‘Fracking’ Councils Could Pocket Millions
Financial rewards worth over a million pounds a year will be given to councils that give permission for “fracking” projects in their areas.The move, announced by David Cameron, has angered campaign groups who are opposed to the controversial method of extracting shale gas from deep underground.
The Prime Minister has declared that shale gas exploration is part of his long-term economic plan and says local authorities that allow drilling will receive 100% of the business rates collected from the scheme – double the current 50%.
Whitehall officials estimate that could be worth £1.7m extra a year for each site a council agrees.
The move comes as French energy giant Total is expected to announce it is investing millions of pounds in firms with drilling licences in the UK.
The news is a blow for hundreds of people who object to fracking in their communities.
On Sunday, protesters gathered from across the country to take part in a march in Salford close to an exploratory drilling site in an area known as Barton Moss.
Among the campaigners was Jackie Anderson, a teacher who lives within a mile of the site.
She told Sky News: “For the local residents it’s got no benefit whatsoever. More and more the businesses and the councils are going to benefit because the incentives are going to them and we’re getting none of the benefits at all.”
Hydraulic fracturing, commonly known as fracking, is a process that involves drilling thousands of feet down into the earth to create a narrow well. Water and chemicals are then pumped in at high pressure to create fractures in the rock. Gas then flows from the cracks and is captured.
Vanessa Vine, who founded the British Anti-Fracking Action Network, travelled to Salford for the demonstration.
She has taken part in a long-running protest against a test site near her home in Balcombe in Sussex.
She told Sky News: “Concerns of local residents range from everything from heavy traffic through villages, damage to the roads, right up to triggering of earthquakes and permanent, potentially permanent contamination of the groundwater, of the aquifer, of drinking water.”
The Government estimates the industry could attract £3.7bn a year in investment and support 74,000 jobs.

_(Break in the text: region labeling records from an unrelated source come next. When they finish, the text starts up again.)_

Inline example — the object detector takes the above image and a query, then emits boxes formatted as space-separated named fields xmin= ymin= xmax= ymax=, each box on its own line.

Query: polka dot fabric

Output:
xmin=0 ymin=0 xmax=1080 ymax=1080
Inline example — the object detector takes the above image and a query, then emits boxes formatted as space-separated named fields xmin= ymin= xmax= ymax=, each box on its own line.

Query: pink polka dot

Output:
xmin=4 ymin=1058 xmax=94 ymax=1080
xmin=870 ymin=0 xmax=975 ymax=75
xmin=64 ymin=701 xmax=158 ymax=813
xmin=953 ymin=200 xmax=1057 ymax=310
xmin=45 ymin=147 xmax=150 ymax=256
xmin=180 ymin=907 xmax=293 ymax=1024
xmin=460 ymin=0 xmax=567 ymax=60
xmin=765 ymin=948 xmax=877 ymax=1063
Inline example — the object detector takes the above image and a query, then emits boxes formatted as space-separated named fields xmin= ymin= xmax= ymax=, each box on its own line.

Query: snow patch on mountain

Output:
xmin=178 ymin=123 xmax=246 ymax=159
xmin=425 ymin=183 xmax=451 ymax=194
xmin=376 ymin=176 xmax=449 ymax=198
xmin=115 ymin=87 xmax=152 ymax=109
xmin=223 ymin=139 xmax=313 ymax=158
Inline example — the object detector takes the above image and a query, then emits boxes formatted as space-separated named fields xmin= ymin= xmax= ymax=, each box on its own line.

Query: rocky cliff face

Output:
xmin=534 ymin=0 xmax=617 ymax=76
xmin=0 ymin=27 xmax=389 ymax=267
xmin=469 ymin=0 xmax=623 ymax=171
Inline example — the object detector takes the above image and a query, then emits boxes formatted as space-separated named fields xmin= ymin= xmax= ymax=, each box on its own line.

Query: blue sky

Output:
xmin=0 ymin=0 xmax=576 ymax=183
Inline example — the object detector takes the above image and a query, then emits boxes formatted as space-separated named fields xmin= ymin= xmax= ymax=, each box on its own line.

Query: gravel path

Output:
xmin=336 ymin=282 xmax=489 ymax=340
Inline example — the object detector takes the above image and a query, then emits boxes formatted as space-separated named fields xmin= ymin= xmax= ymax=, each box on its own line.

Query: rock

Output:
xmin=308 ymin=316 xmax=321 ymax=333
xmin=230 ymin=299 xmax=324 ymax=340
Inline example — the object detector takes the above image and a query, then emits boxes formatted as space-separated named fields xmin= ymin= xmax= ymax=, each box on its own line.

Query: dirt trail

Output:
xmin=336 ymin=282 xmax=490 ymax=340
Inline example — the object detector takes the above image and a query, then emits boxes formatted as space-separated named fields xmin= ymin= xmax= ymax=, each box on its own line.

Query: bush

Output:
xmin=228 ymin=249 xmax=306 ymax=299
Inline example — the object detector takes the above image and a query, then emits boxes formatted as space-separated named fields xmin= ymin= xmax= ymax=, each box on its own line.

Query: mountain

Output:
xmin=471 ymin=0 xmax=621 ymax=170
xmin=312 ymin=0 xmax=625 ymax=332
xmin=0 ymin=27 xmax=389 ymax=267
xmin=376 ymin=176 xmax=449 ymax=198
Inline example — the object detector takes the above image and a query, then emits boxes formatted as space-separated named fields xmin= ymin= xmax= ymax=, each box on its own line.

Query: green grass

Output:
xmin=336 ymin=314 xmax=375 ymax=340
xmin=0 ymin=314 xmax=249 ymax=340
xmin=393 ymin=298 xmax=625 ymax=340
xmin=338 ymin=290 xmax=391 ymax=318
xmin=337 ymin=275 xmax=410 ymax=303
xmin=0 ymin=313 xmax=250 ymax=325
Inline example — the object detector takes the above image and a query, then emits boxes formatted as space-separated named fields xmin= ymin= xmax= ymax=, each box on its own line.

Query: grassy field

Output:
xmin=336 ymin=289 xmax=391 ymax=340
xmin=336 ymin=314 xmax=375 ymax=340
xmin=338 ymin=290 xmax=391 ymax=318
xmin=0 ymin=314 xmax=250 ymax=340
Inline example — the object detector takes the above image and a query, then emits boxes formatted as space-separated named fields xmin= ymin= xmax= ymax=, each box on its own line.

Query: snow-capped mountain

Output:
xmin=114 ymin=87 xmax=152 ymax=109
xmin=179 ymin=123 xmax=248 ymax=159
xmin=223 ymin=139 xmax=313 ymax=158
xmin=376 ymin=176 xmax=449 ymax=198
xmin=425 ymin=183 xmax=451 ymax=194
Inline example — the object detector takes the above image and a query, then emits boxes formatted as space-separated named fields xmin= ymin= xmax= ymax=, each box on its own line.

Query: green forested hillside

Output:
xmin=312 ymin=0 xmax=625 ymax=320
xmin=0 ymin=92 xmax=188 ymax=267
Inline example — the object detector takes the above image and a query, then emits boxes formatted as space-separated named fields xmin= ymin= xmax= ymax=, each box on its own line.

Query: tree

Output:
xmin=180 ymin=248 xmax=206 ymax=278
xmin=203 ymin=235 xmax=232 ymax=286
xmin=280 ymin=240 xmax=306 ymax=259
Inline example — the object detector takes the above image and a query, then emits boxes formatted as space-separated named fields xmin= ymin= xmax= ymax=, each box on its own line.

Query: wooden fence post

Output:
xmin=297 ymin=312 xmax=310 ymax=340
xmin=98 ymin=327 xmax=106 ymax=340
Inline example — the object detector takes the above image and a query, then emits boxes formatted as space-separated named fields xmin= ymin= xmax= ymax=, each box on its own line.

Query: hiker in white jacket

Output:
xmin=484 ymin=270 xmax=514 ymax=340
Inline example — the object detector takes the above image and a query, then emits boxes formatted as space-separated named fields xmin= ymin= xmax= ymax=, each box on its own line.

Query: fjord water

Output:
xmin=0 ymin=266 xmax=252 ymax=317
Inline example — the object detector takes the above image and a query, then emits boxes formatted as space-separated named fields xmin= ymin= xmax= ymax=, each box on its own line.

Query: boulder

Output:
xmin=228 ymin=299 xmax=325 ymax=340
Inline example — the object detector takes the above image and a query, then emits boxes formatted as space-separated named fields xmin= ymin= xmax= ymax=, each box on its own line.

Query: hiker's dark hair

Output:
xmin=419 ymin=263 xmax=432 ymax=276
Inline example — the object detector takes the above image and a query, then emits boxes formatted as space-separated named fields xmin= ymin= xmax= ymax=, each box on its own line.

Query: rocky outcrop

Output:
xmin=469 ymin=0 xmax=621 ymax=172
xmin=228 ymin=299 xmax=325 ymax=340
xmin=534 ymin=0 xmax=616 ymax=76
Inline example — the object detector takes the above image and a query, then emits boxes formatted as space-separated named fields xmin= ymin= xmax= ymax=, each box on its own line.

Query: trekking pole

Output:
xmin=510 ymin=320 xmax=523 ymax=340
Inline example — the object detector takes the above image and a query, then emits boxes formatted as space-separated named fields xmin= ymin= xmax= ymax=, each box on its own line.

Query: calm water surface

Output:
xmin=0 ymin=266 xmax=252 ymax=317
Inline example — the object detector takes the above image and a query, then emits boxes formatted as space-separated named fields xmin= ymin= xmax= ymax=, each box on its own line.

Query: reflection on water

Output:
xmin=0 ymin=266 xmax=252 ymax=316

Last year, new data from the British Geological Survey showed up to double the amount of shale gas could be extracted in the UK than previously thought.
Then, the Government pledged to give local communities £100,000 for each test-drilling project and a further 1% of the revenues if shale gas was discovered.
It is thought there may be as much as 1,300 trillion cubic feet at the Bowland site in Lancashire alone.
Tory peer Lord Howell of Guildford sparked anger in northern communities in July by suggesting fracking should take place in “desolate areas” in the north, a comment he later apologised for.
Announcing the latest financial incentives, David Cameron said: “A key part of our long-term economic plan to secure Britain’s future is to back businesses with better infrastructure.
“That’s why we’re going all out for shale. It will mean more jobs and opportunities for people, and economic security for our country.”
Writing in the Sun on Sunday, business minister Michael Fallon said it could “drive down the cost of power for hard-working families and businesses”.
But environmentalists have dismissed those claims.
Lawrence Carter, from Greenpeace, said: “This is a naked attempt by the government to bribe hard-pressed councils into accepting fracking in their area.
“Cameron is effectively telling councils to ignore the risks and threat of large-scale industrialisation in exchange for cold hard cash.
“But the proposal reveals just how worried the Government is about planning applications being turned down.
“Having had their claims that fracking will bring down energy bills and create jobs thoroughly discredited, the Government is now resorting to straight up bribery to sell their deeply unpopular fracking policy.”